Avant 1984, les chercheurs des EPST étaient contractuels, comme le sont aujourd'hui les chercheurs des EPIC (établissements publics d'intérêt commercial) tels que le CEA, le CNES, etc … A côté des personnels contractuels statutaires, les organismes de recherche entretenaient une masse salariale précaire dont la disparition a certainement constitué une motivation à la "fonctionnarisation" des personnels de la recherche. Jean-François Théry nous a rappelé, dans la revue française d'administration publique, en 2004, que le souci "de sortir les chercheurs de la précarité (…) était exprimé dès 1876 par le chimiste Frémy : « ce n’est pas l’opulence que je viens solliciter pour les savants, c’est une carrière modeste, progressive et comparable à celle qui est offerte au soldat ou à l’ingénieur de l’État ». C’est ce souci qui avait présidé, en 1939, à la création du CNRS et de son corps de chercheurs permanents".

Il y a quelques jours, on pouvait lire, dans un commentaire sur l'attribution du prix Nobel de médecine et de physiologie 2008 :" Le statut à vie de fonctionnaire nuit à l'émulation nécessaire à la recherche". Alors, finalement, ce qui "plombe" (soit-disant) la recherche publique en France, serait-ce le statut de fonctionnaire, ou celui de "chercheur à vie" ?
S'il est bien évident qu'à part quelques rares exceptions, on ne peut prétendre conserver, sa vie durant, le même niveau de créativité et que le "concept de chercheur à vie" n'est pas raisonnable, est-ce bien ce qu'on attend de tous les chercheurs que l'on recerute dans un EPST ?
Il n'y a certainement pas une seule manière de "faire de la recherche". Il n'y a pas non plus un seul métier dans la recherche. C'est, d'ailleurs, ce que dit la Loi de 1982 en reconnaissant l'existence de plusieurs métiers de la recherche :
➢    L'acquisition et le développement des connaissances (recherche dite fondamentale)
➢    La valorisation sociétale et économique de la recherche (recherche dite translationnelle, mot horrible, ou appliquée)
➢    La diffusion de l’information et de la culture scientifique
➢    La participation à la formation initiale et continue
➢    L’administration et la gestion de la recherche.
Toutes ces activités participent également aux progrès des sciences, et les hiérarchiser a quelque chose d'artificiel.

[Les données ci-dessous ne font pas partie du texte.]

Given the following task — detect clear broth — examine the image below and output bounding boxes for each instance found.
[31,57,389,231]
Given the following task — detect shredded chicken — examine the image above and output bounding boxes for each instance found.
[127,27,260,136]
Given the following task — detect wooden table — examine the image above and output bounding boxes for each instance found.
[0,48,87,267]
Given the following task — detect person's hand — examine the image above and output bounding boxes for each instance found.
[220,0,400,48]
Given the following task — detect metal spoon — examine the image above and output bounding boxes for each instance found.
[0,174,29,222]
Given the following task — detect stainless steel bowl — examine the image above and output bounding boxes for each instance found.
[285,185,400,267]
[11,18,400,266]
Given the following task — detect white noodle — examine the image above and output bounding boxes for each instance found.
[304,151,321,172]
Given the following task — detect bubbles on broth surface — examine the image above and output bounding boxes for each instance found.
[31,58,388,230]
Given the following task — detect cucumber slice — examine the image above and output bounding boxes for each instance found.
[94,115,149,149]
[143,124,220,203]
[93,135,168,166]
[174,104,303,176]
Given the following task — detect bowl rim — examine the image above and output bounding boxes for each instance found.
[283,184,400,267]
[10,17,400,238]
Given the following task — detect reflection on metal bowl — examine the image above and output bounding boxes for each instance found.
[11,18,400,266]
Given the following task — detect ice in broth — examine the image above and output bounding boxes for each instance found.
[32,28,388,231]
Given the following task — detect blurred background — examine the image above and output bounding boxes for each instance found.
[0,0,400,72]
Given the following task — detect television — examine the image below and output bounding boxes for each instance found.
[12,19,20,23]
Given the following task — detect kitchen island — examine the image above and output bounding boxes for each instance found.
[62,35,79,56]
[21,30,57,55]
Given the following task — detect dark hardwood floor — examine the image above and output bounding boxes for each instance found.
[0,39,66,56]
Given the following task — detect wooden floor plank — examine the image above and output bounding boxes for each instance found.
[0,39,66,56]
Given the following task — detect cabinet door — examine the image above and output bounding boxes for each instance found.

Un problème est peut-être que la non-reconnaissance - de fait – des métiers de la recherche autres que celui d'acquérir des connaissances condamne bien des chercheurs à tenter désespérément de faire croire qu'ils sont toujours productifs dans ce domaine. Parallèlement, que fait le système ? Il demande à un chercheur trop jeune et encore très créatif de prendre en charge en particulier l'administration et la gestion de la recherche. On l'oblige ainsi à faire autre chose que ce à quoi il a été formé et en quoi il est bon. Après quelques temps, on lui explique qu'il n'est plus "un chercheur crédible" !!!

Ce qui me paraît en cause, c'est plus la qualité de l'évaluation des chercheurs que la qualité des chercheurs eux-mêmes. Et il est sans doute plus facile de faire une évaluation quantitative sur le nombre de publications scientifiques, le facteur d'impact ou autre nombre H, que d'analyser objectivement la participation qualitative d'un chercheur à l'effort global de recherche, dans tous ses aspects.